Constructing the Scatter Diagram:

Step 1: Select the two items you wish to study. The results of the cause-and-
effect diagram could be very helpful in determining which items to select.
For example the two items could be an effect and a related cause.
Step 2: Collect the data. The more data you have more accurate your
conclusions will be. Always remember that the type of data needed to
construct the scatter diagram is paired.
Step 3: Draw the axis of the scatter diagram. Remember that the
performance characteristic in on the Y axis, and the suspected correlated
factor on the X axis. The point of intersection of the two axes is the average
of each of the sets of data. You can also make the origin point (0,0) your
intersection point.
Step 4: Plot each set of paired data onto the graph (i.e. (Xo,Yo), (X1,Y1),
(X2,Y2),......,(Xn,Yn), where n is the number of samples taken.
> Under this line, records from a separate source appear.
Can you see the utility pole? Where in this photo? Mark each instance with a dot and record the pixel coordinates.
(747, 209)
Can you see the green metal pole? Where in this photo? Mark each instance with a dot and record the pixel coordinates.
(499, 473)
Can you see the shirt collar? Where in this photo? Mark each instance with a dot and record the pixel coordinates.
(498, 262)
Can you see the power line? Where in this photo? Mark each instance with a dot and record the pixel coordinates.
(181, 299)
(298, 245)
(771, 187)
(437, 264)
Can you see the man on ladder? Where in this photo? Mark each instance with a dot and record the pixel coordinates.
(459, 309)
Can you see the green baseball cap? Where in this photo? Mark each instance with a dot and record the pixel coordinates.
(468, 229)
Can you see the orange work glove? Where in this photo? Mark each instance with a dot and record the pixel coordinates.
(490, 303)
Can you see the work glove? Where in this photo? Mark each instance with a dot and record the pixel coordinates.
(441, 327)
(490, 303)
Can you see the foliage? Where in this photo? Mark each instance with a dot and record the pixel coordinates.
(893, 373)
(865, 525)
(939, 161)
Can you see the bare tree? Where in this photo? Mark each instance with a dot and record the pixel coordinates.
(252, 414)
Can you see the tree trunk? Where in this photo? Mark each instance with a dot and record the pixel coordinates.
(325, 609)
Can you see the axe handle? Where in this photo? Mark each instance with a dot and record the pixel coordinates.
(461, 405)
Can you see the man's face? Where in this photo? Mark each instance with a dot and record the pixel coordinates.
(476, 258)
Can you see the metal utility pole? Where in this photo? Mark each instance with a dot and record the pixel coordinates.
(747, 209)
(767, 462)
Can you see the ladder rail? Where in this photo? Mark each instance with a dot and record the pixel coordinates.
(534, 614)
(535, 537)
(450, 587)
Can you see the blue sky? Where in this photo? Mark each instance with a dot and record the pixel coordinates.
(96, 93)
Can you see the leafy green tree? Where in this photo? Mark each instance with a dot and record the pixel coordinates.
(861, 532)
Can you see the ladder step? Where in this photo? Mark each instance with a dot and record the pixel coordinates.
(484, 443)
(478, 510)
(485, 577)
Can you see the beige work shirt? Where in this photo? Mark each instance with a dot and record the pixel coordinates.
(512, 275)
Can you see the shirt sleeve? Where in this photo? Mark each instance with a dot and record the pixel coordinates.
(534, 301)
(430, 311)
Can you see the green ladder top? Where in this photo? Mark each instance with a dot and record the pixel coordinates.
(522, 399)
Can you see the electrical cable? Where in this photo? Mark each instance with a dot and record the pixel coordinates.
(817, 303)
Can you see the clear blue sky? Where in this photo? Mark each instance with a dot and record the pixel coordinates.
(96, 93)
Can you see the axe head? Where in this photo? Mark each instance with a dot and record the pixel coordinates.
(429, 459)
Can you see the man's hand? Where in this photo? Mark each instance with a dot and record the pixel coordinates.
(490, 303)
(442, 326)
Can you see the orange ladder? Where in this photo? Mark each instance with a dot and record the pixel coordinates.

Interpreting the Results: Once all the data points have been plotted onto the
scatter diagram, you are ready to determine whether their exists a relation
between the two selected items or not. When a strong relationship is present,
the change in one item will automatically cause a change in the other. If no
relationship can be detected, the change in one item will not effect the other
item. Their are three basic types of relationships that can be detected to on a
scatter diagram:

Figure 1

1. Positive relationship; As the item on the X axis increases, the item on the Y
axis also increases, and vice versa, look at Figure 1.
Figure 2

2. Negative relationship; As the item on the X axis increases, the item on the Y
axis decreases, look at Figure 2.

Figure 3

3. No relationship; Changing the values of item X does not have any effect on
the value of item Y, look at Figure 3.

Conclusion: Scatter diagrams allow the user to graphically identify


correlations that could exist between a quality characteristic and a factor that
might be driving it. It is a quality tool that is simple, easy to communicate to
others, and generally easy to interpret.